Crew-2 astronauts fly around the International Space Station and deliver a stunning set of images.
You're probably here because you like space. You're interested in planetary exploration and spacecraft and science and those brave people who whirl around up in orbit. I have a treat for you: a set of beautiful new images of the International Space Station.
NASA's Johnson Space Center shared the photos on Flickr on Monday. The shots come from early in November when the SpaceX Crew-2 astronauts got into their Crew Dragon spacecraft for the ride back to Earth. Before heading home, the spacecraft conducted a fly-around of the ISS. European Space Agency astronaut Thomas Pesquet captured the views.
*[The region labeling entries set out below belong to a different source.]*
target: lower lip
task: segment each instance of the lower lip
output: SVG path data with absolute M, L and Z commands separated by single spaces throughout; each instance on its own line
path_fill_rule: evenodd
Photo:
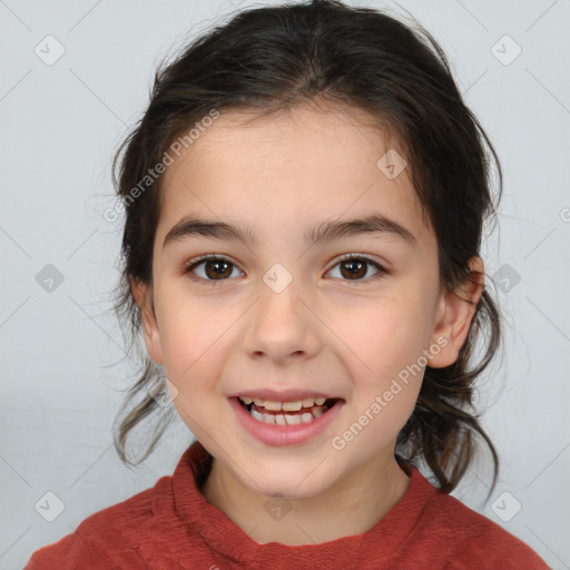
M 333 407 L 328 409 L 321 416 L 309 423 L 297 425 L 277 425 L 273 423 L 258 422 L 249 415 L 247 410 L 239 403 L 237 397 L 229 399 L 230 405 L 237 414 L 239 423 L 256 440 L 267 445 L 295 445 L 304 443 L 315 438 L 332 423 L 341 412 L 344 402 L 337 401 Z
The photos show a variety of different angles highlighting the station's modules, solar arrays and radiator systems. Some are set against the darkness of space. Some show Earth below. Check them all out and lose yourself in the loveliness:
The ISS has been continuously occupied for more than 20 years. It's welcomed space shuttles, Russian spacecraft and now SpaceX's commercial voyages with the Crew Dragon capsule. I often marvel at Earth images taken from its cupola windows, but it's a rarer treat to get new views of the entire station.
If these images make your heart soar, you might consider signing up for NASA's Spot the Station alerts, which'll tell you when to step out at night to see the shining dot of the ISS passing overhead. See it up close or see it from afar; it's an icon.